Hypoglycemia Linked to Readmission, Mortality in Diabetes

May 17, 2019  23:48

For patients with diabetes who are hospitalized, hypoglycemia or near-normal glucose values during the last 24 hours of hospitalization can lead to higher rates of 30-day readmission and mortality, according to study results published in The Journal of Clinical Endocrinology & Metabolism.

The study included data from hospital admissions of participants with diabetes at Veteran Affairs hospitals over a 14-year period (n = 843,978). During the last 24 hours of hospitalization, minimum point-of-care glucose values were collected. The researchers examined adjusted rates of 30-day readmission; 30-day, 90-day, and 180-day mortality; and combined 30-day readmission/mortality to identify minimum glucose thresholds above which participants can be safely discharged.

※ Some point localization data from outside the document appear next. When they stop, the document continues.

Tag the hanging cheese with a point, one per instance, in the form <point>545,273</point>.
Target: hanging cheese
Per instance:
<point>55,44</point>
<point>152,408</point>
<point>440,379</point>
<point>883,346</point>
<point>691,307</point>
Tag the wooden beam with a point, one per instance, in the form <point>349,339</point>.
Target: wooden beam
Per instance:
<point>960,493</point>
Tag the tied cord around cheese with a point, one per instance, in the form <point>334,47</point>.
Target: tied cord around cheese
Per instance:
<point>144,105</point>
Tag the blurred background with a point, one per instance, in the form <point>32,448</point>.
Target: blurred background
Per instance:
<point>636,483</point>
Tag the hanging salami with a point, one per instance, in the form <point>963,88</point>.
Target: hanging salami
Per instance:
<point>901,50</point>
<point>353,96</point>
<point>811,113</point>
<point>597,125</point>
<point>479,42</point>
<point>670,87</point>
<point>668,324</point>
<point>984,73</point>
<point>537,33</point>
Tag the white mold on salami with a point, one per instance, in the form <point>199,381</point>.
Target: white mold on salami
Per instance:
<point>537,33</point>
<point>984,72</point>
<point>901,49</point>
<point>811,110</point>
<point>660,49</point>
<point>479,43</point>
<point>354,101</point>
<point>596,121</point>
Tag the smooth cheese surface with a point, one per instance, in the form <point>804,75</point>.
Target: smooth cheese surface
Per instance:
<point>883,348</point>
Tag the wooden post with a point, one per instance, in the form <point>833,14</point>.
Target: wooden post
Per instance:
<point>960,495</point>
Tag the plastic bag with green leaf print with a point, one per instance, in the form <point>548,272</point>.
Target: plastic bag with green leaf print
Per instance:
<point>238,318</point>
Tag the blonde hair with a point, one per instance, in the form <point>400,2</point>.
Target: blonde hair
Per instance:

Of the study participants, 18.8% died or were readmitted within 30 days of their initial discharge. The mean age of participants at admission was 66.8 ± 10.8 years. A total of 15.2% of participants were discharged with minimum glucose values of 100 to 109 mg/dL.

Compared with minimum glucose values between 100 and 109 mg/dL, rate ratios increased as the minimum glucose concentrations decreased below the 90 to 99 mg/dL category. Rate ratios ranged from 1.01 to 1.45 for 30-day readmission, 1.01 to 1.71 for 30-day readmission/mortality, 0.99 to 5.82 for 30-day mortality, 1.01 to 2.40 for 90-day mortality, and 1.03 to 1.91 for 180-day mortality.

The researchers calculated that participants with diabetes and glucose levels <92.9 mg/dL experienced greater 30-day readmission rates. For 30-, 90- and 180-day postdischarge mortality, patients experienced progressive increases when blood glucose was <45.2 mg/dL, <65.8 mg/dL, and <67.3 mg/dL, respectively. A notably higher rate for combined 30-day readmission/mortality was associated with glucose levels <87.2 mg/dL.

“Potential approaches which may reduce the risk for readmission or death after discharge are: Delaying patient release from the hospital until normoglycemia is achieved, modifying outpatient [diabetes] medications or [advising] patients to perform frequent glucose monitoring or use continuous glucose monitoring devices,” the researchers wrote.